Cette critique psychologique est-elle plus fondée que la critique historico-astronomique ? Que sait-on de plus sur la réalité de l’existence ou de la non-existence du phénomène après avoir invoqué la motivation de l’orgueil, l’amour-propre, l’illusion des sens, la flatterie ou la futilité dans la croyance en ce phénomène ? Nous n’avons là rien de plus qu’un jugement de valeur sur une chose « crue », alors que l’on prétend émettre un jugement de réalité sur la chose en soi, ce jugement s’appuyant implicitement sur la généralisation d’une observation scientifique historique : à savoir que l’anthropocentrisme est notre principale source d’erreur, d’aveuglement et d’obscurantisme. Mais, cette généralisation n’est nullement une démarche scientifique fondée et ne peut constituer, dans le cas présent, aucune preuve. D’autant que l’on peut dangereusement renverser du tout au tout la proposition sur laquelle cette critique s’appuie : là où, en se basant seulement sur un sentiment ou un comportement humain, l’on a voulu ne voir qu’un égocentrisme hypertrophié à l’échelle astronomique, on peut voir aussi bien, en se référant cette fois à une situation objective, la réalité concrète de la condition humaine dans son état le plus humble : l’infinie petitesse de l’homme dans l’immensité du cosmos. Comment cette créature microscopique si délicate et impressionnable à tant de choses, par milliards dispersée sur la croûte du globe, pourrait-elle rester insensible aux fantastiques déplacements des mondes planétaires gigantesques qui l’entourent. Certes, cet argument opposé d’un infiniment petit pouvant être tributaire d’un infiniment grand n’est plus une preuve en faveur que l’astrologie que l’autre en est une en sa défaveur. Néanmoins, après ces déclarations de savants si peu scientifiques, on peut se permettre d’apprécier, comme plus conforme à la réalité, cette pensée d’Emmanuel Berl : « Je crois à l’astrologie d’abord parce qu’il me semble que des phénomènes aussi importants que le mouvement des astres développe leur action jusqu’à moi. Dans le monde où je vis, c’est le contraire qui m’apparaîtrait surnaturel. J’y crois aussi parce qu’étant historien, je ne saurais méconnaître le rôle considérable de l’astrologie dans l’Humanité » (Ciel astral, no.1).

Finalement, les raisons historiques, astronomiques, et anthropologiques, invoquées pour motiver le rejet de l’astrologie, s’avèrent manifestement sans valeur. Il reste donc à se demander pourquoi ces faux arguments ont suffi, néanmoins, à la renverser.

C’est que nous assistons à une mutation profonde de la sensibilité et de la pensée collective : l’esprit se détache du subjectif pour s’attacher à l’objectif, adressant son intérêt à la démarche extravertie d’une conquête du monde.
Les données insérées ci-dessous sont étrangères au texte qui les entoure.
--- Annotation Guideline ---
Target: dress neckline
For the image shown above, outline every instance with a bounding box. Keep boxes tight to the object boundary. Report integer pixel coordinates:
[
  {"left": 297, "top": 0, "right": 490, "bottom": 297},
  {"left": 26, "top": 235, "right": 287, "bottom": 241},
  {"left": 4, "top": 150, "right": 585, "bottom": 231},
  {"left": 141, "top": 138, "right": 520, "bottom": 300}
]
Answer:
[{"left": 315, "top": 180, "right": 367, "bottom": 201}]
L’apparition de la lunette détourne l’astronome de la spéculation astrologique pour alimenter sa curiosité du ciel, l’agrandissement objectif lui ouvrant ses mystères : c’est une nouvelle carrière de l’astronomie qui commence, immense en soi, lancée sur plusieurs siècles, dispensant de l’étude des rapports du ciel et de l’homme, une astronomie du ciel pour le ciel. D’un autre côté, il y a autre chose à faire que de s’attarder à regarder une carte du ciel de naissance pour suivre l’évolution d’un malade. Nous sommes à l’époque de Pascal, de Torricelli, de Malpighi, de Boerhaave..., qui invitent à descendre des astres aux cellules pour faire de la pathologie. Les découvertes des globules sanguins, des spermatozoïdes, de l’ovule, éclairent d’un jour nouveau les mystères de la vie : l’aventure de l’esprit consiste, dorénavant, à regarder le dedans de l’homme pour en comprendre l’histoire interne, et non à le suivre dans le macrocosme qui lui est extérieur. On se détourne du ciel pour conquérir la terre, la vie d’ici-bas ayant tout à coup tellement à nous apprendre, les mystères à révéler étant ici même... Là-dessus, les philosophes vont proclamer la liberté de l’homme au sein du monde !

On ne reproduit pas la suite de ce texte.